Teatime in Kashmir

The Wonder House
By Justine Hardy
Grove Press
386 Pages
$24.00
By Catherine Tung

In her first novel, Justine Hardy relies on a time-honored premise to shape the plot: The Arrival of the Outsider. In this case, the outsider is a young British journalist named Hal Copeman, and the place is Kashmir.

At first, Hal's visit is filled with purpose and direction: he is to interview Gracie Singh, an old Englishwoman who, since the death of her Indian husband, has lived among the Kashmiri in a boathouse called the Wonder House. Hal's introduction to Kashmir is also our own, and Hardy's vivid prose is a worthy guide. At one point, Hal asks about the meaning of the word asal. "It means beautiful, pretty, lovely, anything that is good," he is told. "We use it so much in my language that it is like a common call."

The asal in Hardy's book is present on every page—in itself, an accomplishment for a first novel. We see the "ice skirt" that surrounds the Wonder House in the winter, and the old transistor of Suriya's radio, hung with a strip of cotton on the side of the dunga; we smell the "crushed cardamom and the musk of coriander seeds" that fill the boat before dinner.

The journalist's visit, however, falls during a time that threatens to rupture this beauty: it is 1999, and Musharraf has just overthrown the Pakistani government. There are soldiers everywhere. Irfan, Gracie's young neighbor, has just run away to join a band of Islamic insurgents. The tone of the plot is pitched very high; it is difficult for any book to maintain such intensity without veering off into melodrama, and The Wonder House is no exception. Tension quickly tumbles into nostalgia and sentimentality. The interview between Hal and Gracie gives way to reminiscences about England. Hal falls in love with Gracie's surrogate granddaughter, Lila.

If this all sounds a little complicated, it sort of is. If it sounds unlikely—well, Hardy's novel is not exactly farfetched; she has, after all, chosen to set her characters within a time of strife, and it is inevitable that violence and passion should become features of their day-to-day lives. Yet, even if each point in the novel contains its own internal logic, the different episodes do not always cross or culminate in a satisfying way. The plot comes to seem loose and aimless, and ultimately, this gives the events a tinge of implausibility.

The problem is exacerbated by Hardy's detached approach to her characters. The Wonder House opens with a fascinating group of people that seems to burst with the potential for a good story. There is Gracie, the old English widow; her surrogate daughter Suriya, a mute; Lila, Suriya's tragically beautiful daughter; Irfan, the conflicted young man; Hal, the lonely journalist. Rather than developing these characters, however, Hardy's writing tends to fall back on more concrete material: the narrative often lingers more on mundane accounts of teatime than on the characters' motivations. When we do get a moment of introspection, often it is of a very general nature: Irfan, at one point, asks: "Do you really believe that Allah wants us to carry the gun and to kill in his name?"

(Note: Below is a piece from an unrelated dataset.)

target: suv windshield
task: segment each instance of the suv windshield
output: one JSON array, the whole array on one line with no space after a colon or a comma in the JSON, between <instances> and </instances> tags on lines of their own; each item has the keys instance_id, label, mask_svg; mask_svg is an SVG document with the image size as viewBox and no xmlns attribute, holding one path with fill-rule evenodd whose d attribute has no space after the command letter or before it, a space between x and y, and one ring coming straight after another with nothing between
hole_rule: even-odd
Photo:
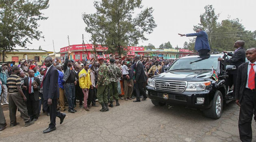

It is worth noting that Hardy, throughout most of her career, has herself worked as a journalist. There is much of the journalist's political mindset at work in this novel, and, while the author's viewpoints are rooted in real passion, they often come at the expense of more nuanced fiction. When Lila, early in the novel, is raped by soldiers on the street, her uncle responds by asking: "What did you do?" "What did I do?" responds Lila, enraged. "I am a woman, that is all that I did."

It is clear that Hardy cares deeply about the place and the people portrayed in her writing. A balance still needs to be struck, however, between writing about the material and letting the material speak for itself. The characters often become flat beneath the weight of the author's pen: Irfan is less a boy than he is a personified indictment of religious violence. If indictment is indeed Hardy's aim, however, the testament of a well-rounded character would have been more compelling than a stiffly constructed composite.

Fortunately, Hardy is far more successful in her portrayal of Kashmir itself. She seems to relax when describing the landscape: the writing is allowed to breathe, and readers can sense for themselves the beauty of the place. What remains is to tie all these beautiful moments together into the larger elements of the book—the characters, the plot arcs—so that we can truly experience Kashmir in the same way that the author has.

 

Catherine Tung is a senior in Dudley House.